I started off creating this print of Willow Field Tower using a couple of techniques giving some interesting results. As you can see my registration is a bit off leaving a huge chunk missing from the roof
This print i made is a scene from the workshop where Ellen is inking up a plate with a roller for one of the girls.
Was good fun and found Ellen to be a great teacher, I would definitely like to experiment with monoprint again in the future.
It was really good to meet other printers, and be inspired by their work. Such a wide range of styles and techniques.
I had to buy some handmade cards while I was there, especially after painstakingly designing and printing my own cards over the last month. I felt an increased sense of admiration for their work. It's actually the first bit of christmas shopping I've done this year.
Since printing my previous set of designs, Winter Wildlife, the opportunity has been put to me to have some of my work on sale in this years Christmas shop in Eastgate, Harlow.
So that has motivated me to create a new design to sit on the shelf along side my last set of cards.
I wanted to create something a bit more simple, a one colour print, and what would be better in the theme of christmas then a page full of penguins.
Rather then just having cards stocked in the shop, my aim was to create A5 note/sketch books and a larger artprint too.
The process of printing often generates off cuts and misprints, so rather then throwing them away I decided to print on my off-cuts and cut up my misprints leaving me with loads of little squares of print, which I then turned into gift tags and greeting cards.
The shop opens on the 15th of December in Eastgate Gallery, Harlow.
On the 6th of November I attended the private view of a very inspiring exhibition at the Gibberd Gallery called Xenotopia. I left feeling very excited by all the pieces I could relate to, and quite confused by some of those pieces that I couldn't quite understand.
Today I returned to Xenotopia for a 'Walk and Talk' with the curator Louise Clarke. This gave me, along with many others who attended, the opportunity to see the artworks again. This time with a guided tour explaining the idea behind the exhibition, along with information about some of the pieces on display, and the artists who created them.
And now it all makes sense
The evening was very insightful, with a relaxed atmosphere, giving us all the chance to ask questions about the exhibition. I would strongly advise any one interested in art and print to check out Xenotopia before the 17th of December.
Staple Tye is a very interesting place with some amazing architecture. Unfortunately the original shopping centre of Staple Tye was demolished back in the 1990's, which I remember well as a young lad growing up in the area seeing all the big diggers and construction vehicles.
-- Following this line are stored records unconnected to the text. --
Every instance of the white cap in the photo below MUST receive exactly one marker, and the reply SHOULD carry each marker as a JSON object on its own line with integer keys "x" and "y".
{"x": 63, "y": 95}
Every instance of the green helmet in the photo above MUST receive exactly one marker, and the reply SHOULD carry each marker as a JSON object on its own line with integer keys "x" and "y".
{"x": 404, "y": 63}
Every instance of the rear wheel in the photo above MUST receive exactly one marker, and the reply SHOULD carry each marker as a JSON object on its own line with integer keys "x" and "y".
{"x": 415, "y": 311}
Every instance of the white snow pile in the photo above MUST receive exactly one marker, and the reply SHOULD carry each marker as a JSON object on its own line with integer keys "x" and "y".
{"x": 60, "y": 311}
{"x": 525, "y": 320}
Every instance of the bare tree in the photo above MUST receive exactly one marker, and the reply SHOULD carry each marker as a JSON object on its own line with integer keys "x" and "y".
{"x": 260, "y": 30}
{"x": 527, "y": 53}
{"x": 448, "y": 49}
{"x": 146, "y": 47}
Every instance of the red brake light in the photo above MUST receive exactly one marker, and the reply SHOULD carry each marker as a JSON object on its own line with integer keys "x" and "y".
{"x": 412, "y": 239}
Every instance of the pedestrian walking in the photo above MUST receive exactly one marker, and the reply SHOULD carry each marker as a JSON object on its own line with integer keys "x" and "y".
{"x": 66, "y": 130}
The current shopping centre built in its place is sadly a very unexciting feature of Harlow in comparison.
Luckily most of the original council estates remain, and as I walk across the estates of staple tie, I am left in awe at Gibberd and his team of architects, for there stunning use of diverse shape and form in the structures they've designed, and in the way in which they have arranged them. I'm not just walking along a straight road beside a row of houses but down cul-de-sacs though alleyways and cut throughs, each area so unique from the last giving that sense of adventure and curiosity as to what I'll find around the corner.
Brockles Mead, Harlow.
Derelict flats - Wissants, Harlow.
Chinese Community Centre, Maunds Hatch, Harlow.
I had a great day walking around the estates many of which I haven't been since I was about 13, I feel asthough I have barely touched the surface of Staple Tye though, so many more inspireing sights too sketch, I'll have to return another day to cover it again in more detail.